I play the uke almost every day. I’ve been doing this for almost a year now, but probably not for the reasons people think. I do it because I’m not very good at, because, being not very good at it, I get to enjoy the process of becoming less bad at it. I do it because my typically habile fingers turn into sausages on the clear nylon strings and because this hamhandedness transforms me for a few minutes, into a student, a learner, an eager newbie. I do it as a lark — because my cheap plastic uke is sweet and silly and fun — and because being this bad at something others do with such astonishing ease helps make me a better teacher.

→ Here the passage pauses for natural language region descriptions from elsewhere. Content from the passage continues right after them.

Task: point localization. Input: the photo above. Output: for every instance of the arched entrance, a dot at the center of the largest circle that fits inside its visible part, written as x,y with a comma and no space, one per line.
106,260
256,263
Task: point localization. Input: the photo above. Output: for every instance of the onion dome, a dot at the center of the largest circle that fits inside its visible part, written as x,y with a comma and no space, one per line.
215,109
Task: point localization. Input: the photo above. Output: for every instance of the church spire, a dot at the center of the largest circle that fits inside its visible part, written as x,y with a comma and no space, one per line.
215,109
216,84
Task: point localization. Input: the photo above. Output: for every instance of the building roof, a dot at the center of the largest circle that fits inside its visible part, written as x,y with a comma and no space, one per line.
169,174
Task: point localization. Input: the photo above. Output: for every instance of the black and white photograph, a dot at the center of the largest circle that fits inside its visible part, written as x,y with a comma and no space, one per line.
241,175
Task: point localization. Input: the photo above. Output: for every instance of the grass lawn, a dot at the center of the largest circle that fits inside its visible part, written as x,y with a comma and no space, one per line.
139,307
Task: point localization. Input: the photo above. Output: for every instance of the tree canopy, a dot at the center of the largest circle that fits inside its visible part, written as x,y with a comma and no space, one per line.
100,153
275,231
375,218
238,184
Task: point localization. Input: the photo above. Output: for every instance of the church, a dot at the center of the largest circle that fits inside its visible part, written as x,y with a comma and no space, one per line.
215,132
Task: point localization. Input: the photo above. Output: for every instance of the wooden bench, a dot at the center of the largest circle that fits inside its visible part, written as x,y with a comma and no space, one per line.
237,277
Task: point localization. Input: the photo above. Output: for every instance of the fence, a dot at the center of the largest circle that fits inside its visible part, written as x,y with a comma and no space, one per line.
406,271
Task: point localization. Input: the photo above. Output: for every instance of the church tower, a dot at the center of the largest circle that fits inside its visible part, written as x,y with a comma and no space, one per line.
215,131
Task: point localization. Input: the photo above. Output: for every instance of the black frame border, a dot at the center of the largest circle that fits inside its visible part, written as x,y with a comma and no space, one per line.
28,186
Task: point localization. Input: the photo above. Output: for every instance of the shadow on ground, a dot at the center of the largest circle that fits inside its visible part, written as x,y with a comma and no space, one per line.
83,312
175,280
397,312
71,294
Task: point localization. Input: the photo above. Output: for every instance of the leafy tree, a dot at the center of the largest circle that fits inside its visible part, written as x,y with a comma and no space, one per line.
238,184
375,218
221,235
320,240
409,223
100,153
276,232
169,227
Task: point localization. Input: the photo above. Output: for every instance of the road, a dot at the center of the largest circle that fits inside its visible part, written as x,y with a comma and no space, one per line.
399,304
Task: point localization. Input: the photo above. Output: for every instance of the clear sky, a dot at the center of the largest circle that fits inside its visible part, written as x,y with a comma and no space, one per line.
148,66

Like so many academics, I have spent time in Carol Dweck’s fixed mindset category, one of those learners who operates as if ability were a set part of identity — natural talent — rather than a new friend to be welcomed in and nurtured over time. For such people, Dweck explains, persistence can be especially challenging. We try something, suck at it, and because it doesn’t come easily, assume we lack the gene for it and move on. For us — and there are lots and lots of us in academe — there is little joy in casual amateurism. If your ego is badly bruised by the inevitable false step or off note of the novice, then why pursue new activities for fun? And remaining so safely competent, we can, of course, forget what it’s like to be unskilled, uncertain beginners.

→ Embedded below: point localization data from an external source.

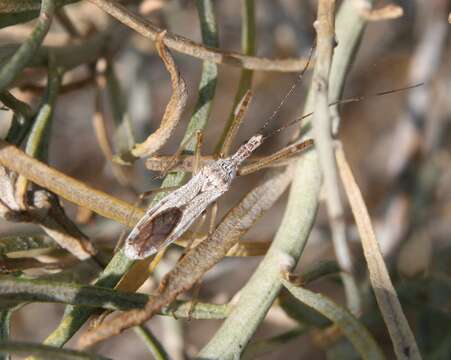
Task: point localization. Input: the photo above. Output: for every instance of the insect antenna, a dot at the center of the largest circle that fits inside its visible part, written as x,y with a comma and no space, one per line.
340,102
290,92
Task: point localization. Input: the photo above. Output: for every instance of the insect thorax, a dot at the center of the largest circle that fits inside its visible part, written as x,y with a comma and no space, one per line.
219,175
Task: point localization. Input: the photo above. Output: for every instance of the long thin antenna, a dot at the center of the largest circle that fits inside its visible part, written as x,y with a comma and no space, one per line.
344,101
291,91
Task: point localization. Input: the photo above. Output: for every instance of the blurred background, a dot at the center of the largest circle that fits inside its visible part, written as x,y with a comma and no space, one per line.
398,145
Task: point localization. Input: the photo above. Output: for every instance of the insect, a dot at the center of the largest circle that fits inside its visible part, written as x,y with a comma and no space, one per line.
172,216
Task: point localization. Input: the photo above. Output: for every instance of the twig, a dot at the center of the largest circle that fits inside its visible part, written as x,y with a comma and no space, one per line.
245,82
174,108
263,287
25,53
67,187
402,338
152,343
322,130
15,291
16,243
188,47
199,259
120,264
5,328
102,43
359,336
22,119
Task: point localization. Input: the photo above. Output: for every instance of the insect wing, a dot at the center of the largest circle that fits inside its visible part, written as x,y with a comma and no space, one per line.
151,234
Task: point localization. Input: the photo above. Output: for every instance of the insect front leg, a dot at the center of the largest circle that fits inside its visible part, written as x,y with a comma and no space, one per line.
190,213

My relationship with the uke symbolizes and exercises my desire to become comfortable with being inexpert. Of course, we’re all accustomed to leaving things in the hands of more and less capable others — the auto mechanic, the dental hygienist, the jumbo jet pilot — as a matter of survival. But the uke represents my chosen foray into playful amateurism, a place where I must rely on skilled teachers to inspire me and and show me the way. And, just as importantly, I recognize and name my own internal resistance, including my ego’s near constant craving for a quick hit of self-esteem, as I reach for my four-stringed friend. Each day the uke invites me to do something I am not good at, and know I may never be good at it, but to put in the effort nonetheless, simply because this is what I have chosen to do.
And perhaps most importantly, I come to remember that becoming an expert is not, and cannot, precisely be the point, not of playing the uke, practicing photography, learning Spanish, or of life. There will always be others better at everything I do than I am, except, of course, as Mr. Rogers taught, of being ME. And it is a tonic reminder to face that, contrary to American fantasies of being NUMBER ONE, a WINNER, and a true CHAMP, the point is not for one to be the best at every activity one deigns to undertake. Nor should it be for our students.
Can I embrace mediocrity and failure without abandoning hard work and ambition to improve? I think I can and I have the uke to thank for the insight. In some sense I now engage in healthy magical thinking. I make the commitment to repetition that learning the uke requires. I pick it up each day as a matter of course, give it a quick tune and then ten or fifteen minutes of this or that lesson. I do not, for the most part, stop to ponder my level of improvement, or fantasize either about how I will or will never be a virtuoso. I just pick the damn thing up and bang away at it, trusting, in the background, that the spirit of repetition will carry me through. My real success, then, is in developing a kind of “grit,” much more than becoming a great musician. It is not, in fact, so different from how I go about cleaning my house, maintaining my bicycles, or writing this blog.
I do get better at it, of course, but my improvement is more a byproduct of the mundane habit than the goal. I am not, then, that person who aspires to be good at the uke but simply one with a daily habit that involves this little guy. And it impacts my teaching. These days I focus much more on encouraging my students to develop unsexy, repetitious practices than on fanning the flames of their incipient and erratic brilliance. Some would say that the point is to see life as a marathon and not a sprint, and that is part of it. But for me life has become not even a marathon but a kind of meandering walk in which it is the rhythm of both the steps and stops — and not whether one runs or crawls or even “finishes” — that count. If there is a finish line, then I do not think much about it. The joy these days is in the journey but in the “failed” parts of the journey just as much as the successful ones.
For the first few years I lived in this house, I watched a a rangy, craggy old gentleman inch his way around my block with a walker each day, sometimes followed by an equally arthritic and grizzled black Lab. Their regularity and tenacity were somehow spellbinding. I came to see, not a failing old man, curved and pathetic in his final years, but a living representation of how to persevere. All our talk of objectives, goals and outcomes is well and good — and for teachers there is tons of such rhetoric — but it would be an insult to describe the value of this man’s walk in such terms. He didn’t get better — he just stopped coming one day — but it is with both admiration and gratitude that I remember him now.